Los beneficios antiinflamatorios de la cúrcuma y el jengibre son plausibles e interesantes desde el punto de vista clínico, pero las cantidades culinarias deben considerarse parte de un patrón. Un metaanálisis de intervenciones con curcumina en artritis reumatoide informó de mejoras en varias medidas de actividad, incluido el recuento de articulaciones hinchadas. Estas intervenciones utilizaron con frecuencia productos concentrados de curcumina, por lo que una cucharadita de cúrcuma en una sopa no debe comercializarse como un tratamiento equivalente.
La pimienta negra contiene piperina, que puede aumentar la absorción de curcumina, pero también puede afectar al metabolismo de los medicamentos. Use pimienta con normalidad en la comida; no combine suplementos de curcumina y piperina en dosis altas sin la revisión de un farmacéutico o del profesional que le prescribe la medicación. El té verde es una bebida sensata sin azúcar, mientras que el té embotellado azucarado puede aportar más azúcar añadido que compuestos del té.
¿Puede la comida reducir la hinchazón rápidamente o es una señal de que necesita atención médica?

La alimentación puede influir en la inflamación crónica de bajo grado y en la hinchazón relacionada con el sodio, pero no puede diagnosticar por qué una articulación o extremidad está hinchada. Una rodilla que poco a poco se siente rígida después de semanas sedentarias, comida para llevar rica en sal, mal descanso y poco consumo de vegetales pertenece a una categoría diferente de una rodilla que duplica su tamaño de la noche a la mañana.
Una única articulación dolorosa puede deberse a gota, infección o lesión
La gota suele causar dolor intenso y repentino, calor, enrojecimiento e hinchazón, habitualmente en el dedo gordo del pie, aunque también puede aparecer en el tobillo, la rodilla, la muñeca o el codo. El alcohol, la deshidratación, una comida abundante rica en purinas y algunos medicamentos pueden contribuir, pero tratar un posible brote con cerezas y cúrcuma en lugar de atención médica es un error. La artritis séptica puede dañar una articulación rápidamente y requiere tratamiento urgente.
Un esguince de tobillo, una caída o un aumento brusco del kilometraje al correr pueden provocar una lesión estructural e inflamación local. La alimentación favorece las condiciones para la recuperación, pero no descarta una fractura, una lesión de tendón o un desgarro de ligamentos.

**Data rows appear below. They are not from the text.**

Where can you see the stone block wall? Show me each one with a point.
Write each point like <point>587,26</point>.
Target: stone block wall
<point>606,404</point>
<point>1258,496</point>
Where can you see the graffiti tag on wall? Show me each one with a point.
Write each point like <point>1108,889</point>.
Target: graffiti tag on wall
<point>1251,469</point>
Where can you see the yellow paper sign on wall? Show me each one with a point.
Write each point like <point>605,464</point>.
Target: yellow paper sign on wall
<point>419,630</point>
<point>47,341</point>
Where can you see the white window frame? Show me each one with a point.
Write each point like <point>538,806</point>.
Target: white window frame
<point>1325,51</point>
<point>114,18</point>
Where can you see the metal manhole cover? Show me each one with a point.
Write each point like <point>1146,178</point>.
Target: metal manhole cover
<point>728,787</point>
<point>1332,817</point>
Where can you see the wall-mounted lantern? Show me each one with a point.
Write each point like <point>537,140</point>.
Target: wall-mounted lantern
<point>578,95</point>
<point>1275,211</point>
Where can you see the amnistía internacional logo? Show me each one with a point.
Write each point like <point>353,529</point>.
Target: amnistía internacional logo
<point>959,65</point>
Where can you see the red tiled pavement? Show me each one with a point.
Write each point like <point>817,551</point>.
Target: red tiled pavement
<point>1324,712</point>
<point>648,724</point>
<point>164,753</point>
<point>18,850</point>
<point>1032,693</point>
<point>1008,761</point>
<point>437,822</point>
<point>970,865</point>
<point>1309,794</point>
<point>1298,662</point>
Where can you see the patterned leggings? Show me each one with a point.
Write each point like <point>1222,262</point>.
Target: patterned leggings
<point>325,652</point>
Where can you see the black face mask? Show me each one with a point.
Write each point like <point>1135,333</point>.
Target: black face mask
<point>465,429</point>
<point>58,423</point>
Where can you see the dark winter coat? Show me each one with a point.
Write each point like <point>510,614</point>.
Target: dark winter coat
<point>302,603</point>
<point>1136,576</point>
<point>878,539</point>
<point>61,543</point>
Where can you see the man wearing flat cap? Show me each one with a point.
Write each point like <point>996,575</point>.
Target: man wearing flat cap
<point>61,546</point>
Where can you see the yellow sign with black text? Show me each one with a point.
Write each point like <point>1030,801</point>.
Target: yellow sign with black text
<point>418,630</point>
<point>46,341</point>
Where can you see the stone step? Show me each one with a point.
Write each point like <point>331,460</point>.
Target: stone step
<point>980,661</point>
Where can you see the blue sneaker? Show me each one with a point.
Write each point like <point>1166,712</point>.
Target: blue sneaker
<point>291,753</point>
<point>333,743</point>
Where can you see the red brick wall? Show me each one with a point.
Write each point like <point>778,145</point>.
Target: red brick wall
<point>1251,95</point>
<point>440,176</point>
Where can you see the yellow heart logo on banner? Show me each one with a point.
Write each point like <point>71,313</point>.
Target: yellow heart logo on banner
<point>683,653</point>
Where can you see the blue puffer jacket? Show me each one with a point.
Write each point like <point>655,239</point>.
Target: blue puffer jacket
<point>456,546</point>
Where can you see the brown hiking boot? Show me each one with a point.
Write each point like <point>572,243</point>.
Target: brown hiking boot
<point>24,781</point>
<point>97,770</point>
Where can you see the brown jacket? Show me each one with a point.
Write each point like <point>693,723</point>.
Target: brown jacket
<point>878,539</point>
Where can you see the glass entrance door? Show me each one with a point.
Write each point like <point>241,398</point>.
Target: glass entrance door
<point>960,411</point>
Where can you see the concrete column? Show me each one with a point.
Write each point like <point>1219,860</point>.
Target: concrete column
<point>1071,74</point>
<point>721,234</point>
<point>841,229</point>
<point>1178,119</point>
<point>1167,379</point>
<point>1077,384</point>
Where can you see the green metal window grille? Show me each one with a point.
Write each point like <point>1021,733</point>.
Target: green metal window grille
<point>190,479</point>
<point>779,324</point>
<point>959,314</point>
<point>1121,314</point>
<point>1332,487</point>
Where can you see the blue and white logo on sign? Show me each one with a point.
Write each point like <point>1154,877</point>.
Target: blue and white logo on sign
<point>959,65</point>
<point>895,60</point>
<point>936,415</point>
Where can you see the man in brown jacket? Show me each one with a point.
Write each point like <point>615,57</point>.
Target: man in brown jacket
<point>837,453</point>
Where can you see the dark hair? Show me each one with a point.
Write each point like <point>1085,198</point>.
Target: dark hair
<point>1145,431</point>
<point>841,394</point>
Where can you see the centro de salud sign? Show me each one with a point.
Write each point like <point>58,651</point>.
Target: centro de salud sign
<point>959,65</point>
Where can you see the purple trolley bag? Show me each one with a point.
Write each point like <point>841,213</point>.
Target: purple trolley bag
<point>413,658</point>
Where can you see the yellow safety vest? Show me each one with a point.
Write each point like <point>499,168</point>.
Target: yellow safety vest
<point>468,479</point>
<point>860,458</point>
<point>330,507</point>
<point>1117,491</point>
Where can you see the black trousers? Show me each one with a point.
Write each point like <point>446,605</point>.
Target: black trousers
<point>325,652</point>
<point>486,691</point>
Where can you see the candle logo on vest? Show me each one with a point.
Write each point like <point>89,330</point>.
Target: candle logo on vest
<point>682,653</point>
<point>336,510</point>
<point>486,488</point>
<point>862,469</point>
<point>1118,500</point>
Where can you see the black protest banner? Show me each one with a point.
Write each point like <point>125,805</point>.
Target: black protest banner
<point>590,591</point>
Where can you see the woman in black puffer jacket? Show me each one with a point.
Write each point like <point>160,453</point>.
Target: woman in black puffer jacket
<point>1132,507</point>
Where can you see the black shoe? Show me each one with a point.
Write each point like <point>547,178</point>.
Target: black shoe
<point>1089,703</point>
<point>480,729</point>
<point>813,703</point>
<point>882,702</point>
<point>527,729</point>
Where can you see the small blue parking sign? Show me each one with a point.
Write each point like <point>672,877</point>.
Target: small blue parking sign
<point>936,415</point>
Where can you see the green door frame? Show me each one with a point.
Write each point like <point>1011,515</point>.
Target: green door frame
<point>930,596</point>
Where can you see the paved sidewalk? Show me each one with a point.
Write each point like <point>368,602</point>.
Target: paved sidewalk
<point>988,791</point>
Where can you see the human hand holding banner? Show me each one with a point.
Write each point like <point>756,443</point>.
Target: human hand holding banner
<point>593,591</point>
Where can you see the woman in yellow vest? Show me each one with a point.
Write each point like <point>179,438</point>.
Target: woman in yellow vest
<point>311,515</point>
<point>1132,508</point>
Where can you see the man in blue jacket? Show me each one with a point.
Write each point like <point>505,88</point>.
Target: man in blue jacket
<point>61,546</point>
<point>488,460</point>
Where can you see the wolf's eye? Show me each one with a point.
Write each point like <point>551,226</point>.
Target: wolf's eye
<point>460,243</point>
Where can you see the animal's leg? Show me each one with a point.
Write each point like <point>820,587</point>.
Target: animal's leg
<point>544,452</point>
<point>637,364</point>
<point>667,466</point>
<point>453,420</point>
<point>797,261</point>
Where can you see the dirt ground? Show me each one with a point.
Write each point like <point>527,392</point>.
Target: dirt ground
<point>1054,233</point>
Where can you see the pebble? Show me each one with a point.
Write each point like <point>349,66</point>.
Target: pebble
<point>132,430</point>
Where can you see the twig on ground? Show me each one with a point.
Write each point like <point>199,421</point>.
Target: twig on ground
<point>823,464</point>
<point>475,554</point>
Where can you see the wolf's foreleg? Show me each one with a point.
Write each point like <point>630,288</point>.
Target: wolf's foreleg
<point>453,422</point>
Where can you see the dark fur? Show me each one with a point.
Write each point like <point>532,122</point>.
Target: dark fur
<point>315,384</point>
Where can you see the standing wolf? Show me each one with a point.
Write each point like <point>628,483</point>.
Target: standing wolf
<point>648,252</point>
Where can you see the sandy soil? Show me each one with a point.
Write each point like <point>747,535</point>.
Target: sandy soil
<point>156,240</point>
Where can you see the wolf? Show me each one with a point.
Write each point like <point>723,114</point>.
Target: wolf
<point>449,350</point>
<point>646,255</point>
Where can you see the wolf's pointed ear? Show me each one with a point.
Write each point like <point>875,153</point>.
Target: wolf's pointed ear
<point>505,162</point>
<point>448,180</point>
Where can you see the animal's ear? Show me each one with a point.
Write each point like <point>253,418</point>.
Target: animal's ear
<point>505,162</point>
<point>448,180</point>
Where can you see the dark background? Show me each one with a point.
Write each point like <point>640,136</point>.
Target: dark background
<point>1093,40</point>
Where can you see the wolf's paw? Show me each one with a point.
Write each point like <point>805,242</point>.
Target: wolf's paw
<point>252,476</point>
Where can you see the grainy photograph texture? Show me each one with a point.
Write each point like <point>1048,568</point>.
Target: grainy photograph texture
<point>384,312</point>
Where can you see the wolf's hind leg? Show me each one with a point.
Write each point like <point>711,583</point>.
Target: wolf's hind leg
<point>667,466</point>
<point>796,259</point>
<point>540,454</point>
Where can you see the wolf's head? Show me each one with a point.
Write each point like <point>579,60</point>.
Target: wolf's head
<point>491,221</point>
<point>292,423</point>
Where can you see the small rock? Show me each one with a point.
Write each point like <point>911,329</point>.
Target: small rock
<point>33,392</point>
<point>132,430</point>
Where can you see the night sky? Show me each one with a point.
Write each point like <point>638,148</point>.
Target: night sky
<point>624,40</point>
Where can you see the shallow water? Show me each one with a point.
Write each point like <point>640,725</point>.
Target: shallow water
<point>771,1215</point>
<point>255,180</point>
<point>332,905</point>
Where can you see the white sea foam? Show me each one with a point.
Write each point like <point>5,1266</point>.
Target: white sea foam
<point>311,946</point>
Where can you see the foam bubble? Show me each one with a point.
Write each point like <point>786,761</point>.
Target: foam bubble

Un profesional sanitario debe valorar la incapacidad persistente para apoyar peso, una deformidad visible, entumecimiento o una hinchazón que no mejora tras el reposo y los cuidados adecuados de la lesión.
El edema es movimiento de líquido, no siempre inflamación
El edema significa que se ha acumulado líquido en los tejidos. Los vuelos largos, estar sentado durante mucho tiempo, los cambios del ciclo menstrual, la insuficiencia venosa, ciertos medicamentos para la tensión arterial, las enfermedades cardíacas, renales o hepáticas y una ingesta elevada de sodio pueden causar hinchazón en los pies o tobillos. Los anillos apretados tras una comida de restaurante suelen ser un problema de sodio y líquidos más que de inflamación articular.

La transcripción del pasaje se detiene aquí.